Les Européens avaient été prévenus. Vendredi 20 juin, dès la fin, de la première séance de négociations entre le ministre iranien des Affaires étrangères et ses homologues français, allemands et britanniques, Donald Trump avait dit «no». Pas question de laisser l’Iran entamer une nouvelle partie diplomatique. C’est avec les Etats-Unis que les ayatollahs doivent traiter. Une réalité que les frappes américaines sur les sites nucléaires viennent de confirmer cette nuit: seul Washington peut décider de l’issue de la guerre aérienne déclenchée par Israël.
Unilatéralisme américain
Cet unilatéralisme des Etats-Unis, déjà à l’œuvre à propos de l’Ukraine, est donc sans appel. Et il sera le mot d’ordre, à n’en pas douter, du prochain sommet de l’OTAN qui se tiendra les 24 et 25 juin à La Haye, aux Pays-Bas. S’il confirme sa présence à cette réunion annuelle de l’Organisation du Traité de l’Atlantique Nord, crée en 1949 pour défendre l’Europe et les démocraties occidentales face à l’ex-URSS, Donald Trump n’y viendra que pour ramasser des lauriers. Son objectif unique sera de remplir le carnet de commandes pour les industries de défense américaines. Avec pour argument massue la montée des menaces qu’il contribue lui-même à attiser…
Une fois cette vérité énoncée, les Européens se retrouvent donc, au lendemain des frappes sur les sites nucléaires iraniens, face à leur manque de moyens, de courage et de solutions à proposer. Un programme inquiétant à la veille du sommet des dirigeants des 27 pays membres de l'Union européenne tiendront dans la foulée, jeudi 26 et vendredi 27 juin.
Côté moyens, aucune armée européenne n’est aujourd’hui en capacité de rivaliser avec la sophistication, la précision, et l’efficacité de l’alliance aérienne entre les Etats-Unis et Israël.
Côté courage, aucun gouvernement européen ne peut prendre le risque d’entraver les décisions de l’administration Trump dont l’assistance en matière de renseignements reste indispensable sur ce théâtre décisif qu’est l’Ukraine.

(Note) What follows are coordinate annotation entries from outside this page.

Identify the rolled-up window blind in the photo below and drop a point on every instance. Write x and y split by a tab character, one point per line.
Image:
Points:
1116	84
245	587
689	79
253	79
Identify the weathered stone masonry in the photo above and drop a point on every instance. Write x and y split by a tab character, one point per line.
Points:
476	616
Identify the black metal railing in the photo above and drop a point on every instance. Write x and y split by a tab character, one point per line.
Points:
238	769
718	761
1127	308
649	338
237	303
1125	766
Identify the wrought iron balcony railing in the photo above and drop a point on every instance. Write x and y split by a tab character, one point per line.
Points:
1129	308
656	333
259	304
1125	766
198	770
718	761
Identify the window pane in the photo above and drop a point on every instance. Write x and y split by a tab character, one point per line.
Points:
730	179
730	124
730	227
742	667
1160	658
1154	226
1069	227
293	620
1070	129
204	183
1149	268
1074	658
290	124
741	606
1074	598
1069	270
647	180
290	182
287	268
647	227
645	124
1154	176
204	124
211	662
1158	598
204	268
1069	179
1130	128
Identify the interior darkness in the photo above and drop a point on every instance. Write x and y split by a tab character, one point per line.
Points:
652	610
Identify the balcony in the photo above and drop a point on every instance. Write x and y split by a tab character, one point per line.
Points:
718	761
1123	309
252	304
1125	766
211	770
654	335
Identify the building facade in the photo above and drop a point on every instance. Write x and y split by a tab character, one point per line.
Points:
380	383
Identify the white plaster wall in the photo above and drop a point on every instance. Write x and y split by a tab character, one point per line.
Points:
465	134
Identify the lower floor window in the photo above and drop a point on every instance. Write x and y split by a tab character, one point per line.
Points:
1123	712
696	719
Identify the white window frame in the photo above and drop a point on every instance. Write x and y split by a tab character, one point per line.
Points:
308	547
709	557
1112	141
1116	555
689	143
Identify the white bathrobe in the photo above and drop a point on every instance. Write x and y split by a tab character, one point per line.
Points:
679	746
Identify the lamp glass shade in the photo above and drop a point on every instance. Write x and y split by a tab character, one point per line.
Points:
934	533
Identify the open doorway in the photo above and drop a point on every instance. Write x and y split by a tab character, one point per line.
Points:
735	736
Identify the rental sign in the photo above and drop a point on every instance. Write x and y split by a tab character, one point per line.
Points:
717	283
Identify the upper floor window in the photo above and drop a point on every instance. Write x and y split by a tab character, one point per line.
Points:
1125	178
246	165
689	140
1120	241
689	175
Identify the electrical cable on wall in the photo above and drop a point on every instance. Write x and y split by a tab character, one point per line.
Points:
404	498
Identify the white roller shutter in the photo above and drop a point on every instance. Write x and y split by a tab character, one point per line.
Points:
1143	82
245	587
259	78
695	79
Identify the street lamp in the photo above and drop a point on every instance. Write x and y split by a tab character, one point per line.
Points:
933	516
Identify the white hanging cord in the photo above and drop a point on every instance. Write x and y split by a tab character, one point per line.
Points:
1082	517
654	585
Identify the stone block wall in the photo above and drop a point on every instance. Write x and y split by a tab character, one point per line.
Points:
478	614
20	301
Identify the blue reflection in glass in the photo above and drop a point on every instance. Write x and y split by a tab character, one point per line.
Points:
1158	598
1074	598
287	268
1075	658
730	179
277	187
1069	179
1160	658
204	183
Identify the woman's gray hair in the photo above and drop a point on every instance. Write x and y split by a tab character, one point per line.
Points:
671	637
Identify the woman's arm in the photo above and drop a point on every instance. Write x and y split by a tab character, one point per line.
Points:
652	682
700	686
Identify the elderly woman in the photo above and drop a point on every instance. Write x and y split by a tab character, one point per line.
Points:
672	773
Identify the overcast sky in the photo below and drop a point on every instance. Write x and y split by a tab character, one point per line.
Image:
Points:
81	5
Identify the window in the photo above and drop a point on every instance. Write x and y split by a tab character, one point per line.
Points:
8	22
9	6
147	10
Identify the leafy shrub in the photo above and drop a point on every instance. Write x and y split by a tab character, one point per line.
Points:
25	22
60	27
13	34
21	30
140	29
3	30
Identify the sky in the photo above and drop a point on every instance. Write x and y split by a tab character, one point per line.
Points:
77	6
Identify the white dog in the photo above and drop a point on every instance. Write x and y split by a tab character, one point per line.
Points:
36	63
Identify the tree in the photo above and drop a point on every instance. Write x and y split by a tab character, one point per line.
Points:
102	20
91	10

Côté solutions enfin, les Européens ont prouvé, sur l’Ukraine et l’Iran, que leurs offres diplomatiques, aussi légitimes et fondées soient-elles, n’aboutissent pas si Washington maintient fermée la porte de possibles négociations.
Tableau sombre
Ce tableau sombre est en plus assorti d’un chantage financier. Trump a déjà averti que seuls les pays membres de l’OTAN – ce qui n’est pas le cas de la Suisse – capables de consacrer 5% de leur produit intérieur brut (PIB) à la défense seront considérés comme de «vrais» alliés. Avec pour conséquence de déclencher, entre les 31 pays membres, une compétition malsaine et une ruée vers les fournisseurs américains de matériel de guerre.
La volonté de mettre sur pied une industrie crédible de défense européenne, soutenue en théorie par la France et l’Allemagne sur la base d’un plan présenté par la Commission européenne, s’en retrouve immanquablement fragilisée. Dépenser ensemble demain pour acheter des armements européens demeure un objectif pieux, tandis que les arsenaux du Vieux Continent vont d’abord se remplir de commandes «Made in USA».
Pas sortie du jeu, mais…
L’UE n’est pas sortie du jeu mondial. Elle demeure, par sa puissance économique et son marché, un acteur indispensable, aussi bien pour Donald Trump que pour Israël ou les pays arabes. Lesquels ont dans leurs mains le sort d’un Moyen-Orient aux allures de brasier.
Le problème est que cette Europe et ses partenaires les plus proches, Suisse incluse, n’ont aujourd’hui pas d’autres options que de jouer les seconds rôles. Elle garde une force de proposition. Ses sanctions économiques font mal à la Russie. Elle a raison de défendre le droit international. Mais elle sait, après les frappes de cette nuit sur l’Iran, qu’elle est prisonnière du monde selon Trump.